The report also details how wildfires that destroyed a fifth of Russia’s wheat crop in 2010 led to price spikes in global food markets, which eventually triggered social unrest in the Middle East. It shows how Russia’s internal policy response to fears of domestic food shortages – a controversial export ban - combined with floods in Australia and Canada to generate price hikes worldwide. Experts today recognize that high food prices provided a tipping point for the protest movements that have raged across the Middle East and North Africa.

While large-scale disasters provide a point of reference for government planning, global shocks would have far more dramatic consequences.
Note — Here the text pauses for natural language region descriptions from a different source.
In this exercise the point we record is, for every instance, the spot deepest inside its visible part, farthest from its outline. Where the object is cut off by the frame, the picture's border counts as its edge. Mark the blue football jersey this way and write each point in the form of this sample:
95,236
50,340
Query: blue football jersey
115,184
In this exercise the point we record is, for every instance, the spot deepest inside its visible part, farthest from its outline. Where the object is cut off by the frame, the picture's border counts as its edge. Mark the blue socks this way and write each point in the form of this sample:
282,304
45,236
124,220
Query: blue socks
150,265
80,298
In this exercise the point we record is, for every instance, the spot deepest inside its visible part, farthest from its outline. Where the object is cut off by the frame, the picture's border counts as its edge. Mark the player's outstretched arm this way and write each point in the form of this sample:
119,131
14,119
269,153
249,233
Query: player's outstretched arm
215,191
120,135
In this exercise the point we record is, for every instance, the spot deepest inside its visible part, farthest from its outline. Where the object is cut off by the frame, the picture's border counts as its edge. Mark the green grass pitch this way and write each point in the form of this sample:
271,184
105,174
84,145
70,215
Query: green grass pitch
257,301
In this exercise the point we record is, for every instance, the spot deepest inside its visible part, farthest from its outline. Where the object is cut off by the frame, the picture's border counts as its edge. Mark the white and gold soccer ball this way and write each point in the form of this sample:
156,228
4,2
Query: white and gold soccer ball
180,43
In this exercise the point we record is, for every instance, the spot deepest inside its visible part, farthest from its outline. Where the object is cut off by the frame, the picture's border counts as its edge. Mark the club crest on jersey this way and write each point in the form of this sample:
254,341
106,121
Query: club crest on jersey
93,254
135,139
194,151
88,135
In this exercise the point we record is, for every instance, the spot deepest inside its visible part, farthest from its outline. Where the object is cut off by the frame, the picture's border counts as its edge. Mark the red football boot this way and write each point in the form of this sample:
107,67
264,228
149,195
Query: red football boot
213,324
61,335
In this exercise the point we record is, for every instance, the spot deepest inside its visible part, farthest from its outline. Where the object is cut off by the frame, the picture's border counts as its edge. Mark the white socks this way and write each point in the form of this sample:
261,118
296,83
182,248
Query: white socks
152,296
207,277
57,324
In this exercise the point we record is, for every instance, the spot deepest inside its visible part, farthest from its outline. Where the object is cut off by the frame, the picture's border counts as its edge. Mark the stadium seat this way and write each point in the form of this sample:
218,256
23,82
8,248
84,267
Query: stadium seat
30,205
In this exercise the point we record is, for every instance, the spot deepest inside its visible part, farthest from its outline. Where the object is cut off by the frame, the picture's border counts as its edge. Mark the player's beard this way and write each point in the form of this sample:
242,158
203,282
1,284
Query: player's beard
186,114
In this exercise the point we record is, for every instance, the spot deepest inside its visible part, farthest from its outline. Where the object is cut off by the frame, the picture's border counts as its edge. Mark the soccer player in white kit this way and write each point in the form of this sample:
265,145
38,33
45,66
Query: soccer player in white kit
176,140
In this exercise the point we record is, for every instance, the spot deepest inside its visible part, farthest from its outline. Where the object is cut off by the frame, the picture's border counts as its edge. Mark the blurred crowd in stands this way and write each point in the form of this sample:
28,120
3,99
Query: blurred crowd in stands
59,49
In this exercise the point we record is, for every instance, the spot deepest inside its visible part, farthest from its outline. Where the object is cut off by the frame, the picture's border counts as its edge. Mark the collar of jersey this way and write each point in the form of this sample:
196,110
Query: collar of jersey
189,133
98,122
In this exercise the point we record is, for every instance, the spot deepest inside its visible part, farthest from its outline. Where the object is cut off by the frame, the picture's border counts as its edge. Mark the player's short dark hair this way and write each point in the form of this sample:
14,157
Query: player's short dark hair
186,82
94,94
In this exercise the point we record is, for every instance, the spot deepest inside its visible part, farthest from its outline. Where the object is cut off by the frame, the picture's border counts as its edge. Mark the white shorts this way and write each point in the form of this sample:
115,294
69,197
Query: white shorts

They will require new approaches that improve international co-operation and co-ordination, the OECD says. Policy makers should:
- Step-up efforts to acquire and share data and a variety of simulation models to better anticipate and assess potential shocks;
- Increase resources allocated to surveillance and monitoring of threats and early warning systems;
- Take an internationally co-ordinated approach that reduces or stops threats before they proliferate worldwide;
- Improve international co-operation and incentives to promote diversity in critical systems;
- Enhance multi-stakeholder partnerships, information sharing, consultations, capacity building stress tests, and drills.